わかってる。わたしに車を運転させ、自分は車を押すという作戦でしょ?そうして雪から脱出しようということでしょ?オッケ〜、協力してこのピンチを乗り越えようではありませんか。わたしはピンチ脱出の意気込みと共に、コートを着て、手袋をはき、毛糸の帽子を被って外に出ました。そうすると相方は、車を前から押して道路へと押し出すから、お前は運転してくれと言うので運転席へ。さてさて、相方の車はオートマだからアクセルを踏んで車をバックさせればいいだけなので楽だね。そう思いながら車をバックさせようとしたけど、もう1年もの間車を運転していないわたしは、あのDとかRとかPの意味がすぐには解らずもたもたしてしまった。「Dってなんだけっけ?ああ、そうか、これは前進するんだったね。これだと相方を轢いてしまうじゃないか。だめだめ。ええっと、じゃあPって何だ?・・・・・ああ、パーキングだよな。これだと止まっちゃうじゃん。じゃあR?Rって何?そうか!リバース!これだ!」といった具合。その後もブレーキとアクセルを間違えてしまったりして頼りなさ120%だったけど、それでも最終的には車を雪から脱出させることに成功した。

何年にも渡り、通勤にはずっと車を使っていた。それでも無事故無違反で過ごしたので免許はゴールド。けどここ2年の間は年に数回しか運転をせず、前回の運転からはもう1年も経っている。そんな今となっては、体に染み付いていると思っていたあの運転感覚も忘却の彼方へと消え去ってしまったもよう。もう見事な忘れっぷりで、自分で自分が怖いほどだった。車の運転は好きなんだけど、マイカーを廃車にしてからというもの運転する機会がめっきり減ってしまったからなぁ。今のわたしはペーパードライバーなんだな。いつかまた自分用の車を買い、一人ドライブなんかをしたいと思っていたのに、これじゃ公道は走れないよ・・・。

また小樽への夜の一人ドライブなんかをしたいと思っているからね。

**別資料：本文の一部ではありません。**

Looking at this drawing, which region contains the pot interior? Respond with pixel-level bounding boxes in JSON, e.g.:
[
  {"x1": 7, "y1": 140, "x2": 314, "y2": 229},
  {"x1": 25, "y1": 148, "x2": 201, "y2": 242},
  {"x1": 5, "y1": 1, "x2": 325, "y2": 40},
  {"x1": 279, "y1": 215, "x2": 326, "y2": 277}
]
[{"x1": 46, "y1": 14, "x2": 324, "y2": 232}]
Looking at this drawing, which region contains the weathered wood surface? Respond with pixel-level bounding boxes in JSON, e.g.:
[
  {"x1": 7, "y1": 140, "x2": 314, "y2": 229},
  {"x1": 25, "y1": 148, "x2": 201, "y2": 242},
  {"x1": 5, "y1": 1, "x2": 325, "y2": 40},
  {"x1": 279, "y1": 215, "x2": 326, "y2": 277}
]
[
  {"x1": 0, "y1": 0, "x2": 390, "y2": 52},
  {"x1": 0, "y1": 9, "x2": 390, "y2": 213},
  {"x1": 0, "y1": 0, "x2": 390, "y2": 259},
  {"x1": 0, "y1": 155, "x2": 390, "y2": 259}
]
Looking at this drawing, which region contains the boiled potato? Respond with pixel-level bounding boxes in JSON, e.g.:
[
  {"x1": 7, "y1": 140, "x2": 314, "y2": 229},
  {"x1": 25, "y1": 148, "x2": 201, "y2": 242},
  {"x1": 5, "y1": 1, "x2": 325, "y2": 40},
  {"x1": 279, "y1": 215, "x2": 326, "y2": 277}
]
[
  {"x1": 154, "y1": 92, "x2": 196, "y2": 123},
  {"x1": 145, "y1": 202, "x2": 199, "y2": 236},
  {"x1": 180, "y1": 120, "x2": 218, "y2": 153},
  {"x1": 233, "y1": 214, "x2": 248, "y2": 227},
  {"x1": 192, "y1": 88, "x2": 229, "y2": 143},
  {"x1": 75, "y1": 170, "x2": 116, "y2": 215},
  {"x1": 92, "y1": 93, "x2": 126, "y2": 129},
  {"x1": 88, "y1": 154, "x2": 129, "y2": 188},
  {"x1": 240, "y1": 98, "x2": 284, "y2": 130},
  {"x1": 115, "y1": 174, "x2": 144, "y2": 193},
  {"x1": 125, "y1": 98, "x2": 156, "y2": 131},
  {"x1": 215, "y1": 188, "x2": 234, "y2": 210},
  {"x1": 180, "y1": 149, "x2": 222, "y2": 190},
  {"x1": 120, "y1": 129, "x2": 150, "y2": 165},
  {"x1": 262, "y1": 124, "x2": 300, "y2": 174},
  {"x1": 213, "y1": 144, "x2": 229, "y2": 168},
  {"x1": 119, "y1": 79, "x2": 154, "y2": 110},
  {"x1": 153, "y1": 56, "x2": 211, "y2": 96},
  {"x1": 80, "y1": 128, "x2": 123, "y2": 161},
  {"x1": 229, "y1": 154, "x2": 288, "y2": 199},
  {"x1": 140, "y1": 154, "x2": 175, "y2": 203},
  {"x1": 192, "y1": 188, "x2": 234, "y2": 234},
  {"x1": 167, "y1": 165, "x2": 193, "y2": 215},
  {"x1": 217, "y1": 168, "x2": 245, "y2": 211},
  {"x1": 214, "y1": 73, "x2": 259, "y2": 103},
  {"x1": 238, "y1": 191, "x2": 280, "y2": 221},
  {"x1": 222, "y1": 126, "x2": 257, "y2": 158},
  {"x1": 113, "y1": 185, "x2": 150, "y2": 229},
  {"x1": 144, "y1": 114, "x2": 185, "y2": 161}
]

好きな音楽を流しながら車を走らせ、高台のパーキングに車を停め、黒い雲のたなびく夜の空に明るく輝く月を眺め、眼下に広がる街の明かりと海に浮かぶ客船の優雅な姿に見とれ、途中のコンビニで買ったお菓子を「うんめ〜。」とか言いながらモグモグ食べるのである。人に打ち明けると、「なにその暗い趣味。」とか言われる秘密の一人ドライビング。雪が解けたら相方に付き合ってもらって早朝の道で少しずつ運転の練習をしようかな。